If you want to see business productivity increase efficiently and effectively, you’re going to need to define the business’s goals and objectives. On top of this, it’s important to see projects and initiatives completed on time, in budget and to a sufficient standard.

Encouraging regular conversations is critical, especially when it comes to offering up ideas and solutions, as well as clarifying information and offering effective feedback.

Always expecting the unexpected

Being flexible and adaptable has never been so important. But what also comes with the unexpected is the potential for opportunity. To navigate through such uncertainty is admirable – but leading a team to do the same when it comes to resetting strategies and taking (calculated) risks is a powerful tool. 

Establishing collaborative and transparent leadership

EGADE Business School at Tecnológico de Monterrey in Mexico, has recently published its decalogue for the economic and business development in Mexico. In it, it emphasizes its commitment to the Mexican entrepreneurial ecosystem and its dedication to finding proactive solutions in the face of the coronavirus pandemic.

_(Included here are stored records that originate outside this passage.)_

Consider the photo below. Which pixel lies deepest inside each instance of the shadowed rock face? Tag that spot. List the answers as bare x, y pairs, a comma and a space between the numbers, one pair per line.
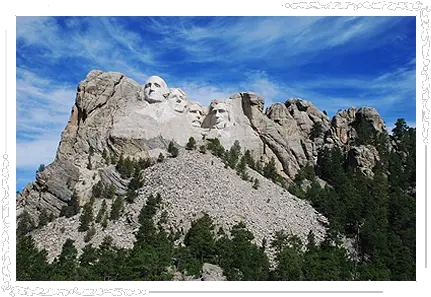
116, 114
220, 115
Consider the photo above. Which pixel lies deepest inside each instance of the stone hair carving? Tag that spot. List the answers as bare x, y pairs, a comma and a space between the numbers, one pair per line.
219, 115
196, 114
178, 100
155, 90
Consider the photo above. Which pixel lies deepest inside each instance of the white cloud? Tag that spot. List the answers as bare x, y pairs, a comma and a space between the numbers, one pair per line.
30, 154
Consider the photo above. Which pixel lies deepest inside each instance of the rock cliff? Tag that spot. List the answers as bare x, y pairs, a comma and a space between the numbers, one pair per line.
114, 115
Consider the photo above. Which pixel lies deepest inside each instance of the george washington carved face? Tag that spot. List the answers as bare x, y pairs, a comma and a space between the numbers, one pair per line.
155, 90
219, 114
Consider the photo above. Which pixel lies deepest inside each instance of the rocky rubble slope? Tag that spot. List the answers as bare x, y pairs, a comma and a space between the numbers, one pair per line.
190, 185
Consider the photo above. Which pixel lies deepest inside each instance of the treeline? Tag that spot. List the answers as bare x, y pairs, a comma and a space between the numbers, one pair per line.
155, 256
378, 213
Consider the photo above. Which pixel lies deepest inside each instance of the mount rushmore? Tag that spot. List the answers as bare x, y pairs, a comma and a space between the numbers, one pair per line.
115, 114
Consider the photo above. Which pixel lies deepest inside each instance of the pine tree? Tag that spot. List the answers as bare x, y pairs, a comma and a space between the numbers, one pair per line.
116, 208
200, 239
25, 224
97, 189
101, 212
40, 169
316, 130
31, 264
86, 217
105, 221
241, 167
90, 233
44, 218
65, 268
256, 184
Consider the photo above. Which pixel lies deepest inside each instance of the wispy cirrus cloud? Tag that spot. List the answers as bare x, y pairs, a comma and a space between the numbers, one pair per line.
334, 62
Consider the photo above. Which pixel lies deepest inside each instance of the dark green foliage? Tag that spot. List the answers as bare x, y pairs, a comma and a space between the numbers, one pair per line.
72, 208
86, 217
131, 195
114, 159
105, 221
297, 191
378, 213
239, 258
200, 239
90, 233
109, 191
44, 218
137, 181
186, 262
100, 190
316, 131
172, 149
116, 208
256, 184
306, 172
105, 154
102, 212
270, 171
89, 165
400, 129
65, 267
191, 145
97, 189
31, 264
249, 159
40, 169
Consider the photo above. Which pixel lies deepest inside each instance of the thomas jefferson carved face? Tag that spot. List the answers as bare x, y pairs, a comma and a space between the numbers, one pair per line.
220, 114
155, 90
196, 114
177, 100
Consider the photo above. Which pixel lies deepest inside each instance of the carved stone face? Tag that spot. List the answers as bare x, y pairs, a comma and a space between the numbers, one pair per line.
219, 114
155, 90
196, 115
178, 100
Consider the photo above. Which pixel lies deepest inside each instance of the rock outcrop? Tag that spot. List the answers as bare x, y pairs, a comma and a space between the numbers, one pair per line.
190, 185
114, 115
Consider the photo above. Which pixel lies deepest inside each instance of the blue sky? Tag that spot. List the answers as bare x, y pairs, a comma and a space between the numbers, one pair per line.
334, 62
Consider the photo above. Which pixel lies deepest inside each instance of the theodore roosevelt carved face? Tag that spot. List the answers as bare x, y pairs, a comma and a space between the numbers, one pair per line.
155, 90
219, 114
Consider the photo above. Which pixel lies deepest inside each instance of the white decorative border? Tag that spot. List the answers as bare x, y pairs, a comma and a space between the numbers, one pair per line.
390, 6
5, 215
303, 5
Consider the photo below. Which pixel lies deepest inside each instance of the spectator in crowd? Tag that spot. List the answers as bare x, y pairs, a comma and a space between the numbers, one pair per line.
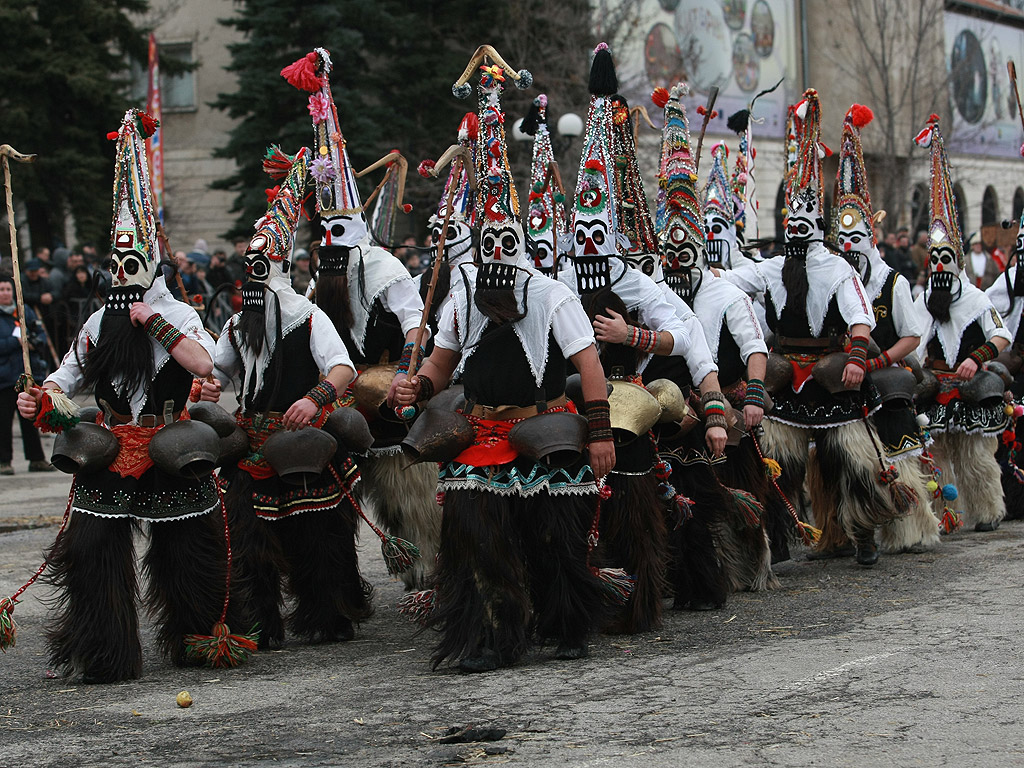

One key theme, in particular, focuses on forging collaborative, transparent leadership. It recognizes the agenda for leaders who have the ability to ‘think strategically and communicate effectively’.

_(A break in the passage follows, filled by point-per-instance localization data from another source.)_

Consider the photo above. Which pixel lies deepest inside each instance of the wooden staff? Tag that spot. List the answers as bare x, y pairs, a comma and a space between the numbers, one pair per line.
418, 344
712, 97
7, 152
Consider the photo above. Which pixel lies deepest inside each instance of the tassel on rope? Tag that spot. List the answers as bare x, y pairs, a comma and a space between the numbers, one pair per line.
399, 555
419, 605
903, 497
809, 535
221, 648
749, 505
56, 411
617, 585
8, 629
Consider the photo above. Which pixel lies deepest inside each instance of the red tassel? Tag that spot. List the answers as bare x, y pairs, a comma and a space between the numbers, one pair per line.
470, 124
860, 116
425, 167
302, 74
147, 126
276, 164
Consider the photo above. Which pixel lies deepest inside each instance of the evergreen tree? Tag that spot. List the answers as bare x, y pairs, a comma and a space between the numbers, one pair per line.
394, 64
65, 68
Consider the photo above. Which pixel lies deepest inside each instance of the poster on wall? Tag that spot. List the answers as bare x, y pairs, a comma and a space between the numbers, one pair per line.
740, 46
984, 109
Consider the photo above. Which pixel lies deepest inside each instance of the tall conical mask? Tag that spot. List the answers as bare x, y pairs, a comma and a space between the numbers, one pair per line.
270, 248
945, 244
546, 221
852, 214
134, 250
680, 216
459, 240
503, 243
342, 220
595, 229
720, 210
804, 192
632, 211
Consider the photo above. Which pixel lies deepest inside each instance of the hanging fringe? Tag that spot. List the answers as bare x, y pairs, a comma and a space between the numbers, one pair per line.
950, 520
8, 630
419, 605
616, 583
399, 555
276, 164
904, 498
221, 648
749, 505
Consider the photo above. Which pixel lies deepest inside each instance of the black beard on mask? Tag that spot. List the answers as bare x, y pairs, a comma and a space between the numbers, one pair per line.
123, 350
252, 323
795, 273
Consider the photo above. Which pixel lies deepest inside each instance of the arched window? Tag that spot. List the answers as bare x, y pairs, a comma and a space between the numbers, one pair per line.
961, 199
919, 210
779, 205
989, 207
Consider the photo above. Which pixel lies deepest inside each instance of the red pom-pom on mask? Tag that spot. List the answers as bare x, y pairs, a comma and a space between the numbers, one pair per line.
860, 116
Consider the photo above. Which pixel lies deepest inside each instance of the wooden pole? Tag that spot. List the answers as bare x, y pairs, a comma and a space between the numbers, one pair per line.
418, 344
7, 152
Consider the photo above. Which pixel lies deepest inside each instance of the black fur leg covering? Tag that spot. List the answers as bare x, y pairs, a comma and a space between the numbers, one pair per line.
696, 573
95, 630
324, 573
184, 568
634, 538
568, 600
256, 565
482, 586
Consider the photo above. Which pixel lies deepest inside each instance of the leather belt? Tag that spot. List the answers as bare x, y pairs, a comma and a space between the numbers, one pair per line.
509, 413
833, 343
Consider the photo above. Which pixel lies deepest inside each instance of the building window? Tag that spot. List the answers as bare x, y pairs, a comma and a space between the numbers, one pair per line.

Business schools around the world, such as EGADE Business School offer a range of postgraduate degree programs which give students the opportunity to enhance their leadership skills and knowledge. EGADE’s Full-Time MBA highlights the importance of developing strong leadership skills both in the classroom and through experiential learning experiences – something which the Decalogue has identified essential when it comes to business growth during these uncertain times. 

The curriculum is dedicated to four focus areas, in order to train students as to how they can best navigate the business’s future. Business simulators and case projects enable students to develop not only their leadership skills, but their communication, project management, critical and creative thinking skills, through solving genuine business problems for established organizations.

Being a role model while leading and motivating others through certainty (and uncertainty)

There’s no denying the coronavirus pandemic has perhaps been the ultimate test of leadership in business. In fact, a recent Harvard Business Review article considered how ‘real leaders evolve in the face of a crisis.’ 

So whether you’re leading a project or are in a management position, keep in mind that nobody likes a leader who doesn’t lead by example.

In fact, a 2018 report by the Chartered Management Institute found that 70 percent of employers believe all students should study modules specializing in management, entrepreneurship and/or leadership.

So when it comes to fostering problem-solving and creative-thinking skills at EGADE Business School, Full-Time MBA in Innovation & Entrepreneurship students can utilize the Innovation Lab, and solve real problems for reputable organizations, while the Advancing Women in Leadership Scholarship is awarded to exceptional female leaders, who want to enhance their leadership and professional development.

Nature vs. nurture

It’s important to remember that there’s no one size fits all leadership style. How you lead your team depends on a number of factors and being a great leader isn’t necessarily about titles or even accolades. While some individuals may possess more typical personality traits that makes them more natural leaders, when it comes to great leadership, there’s no real set formula.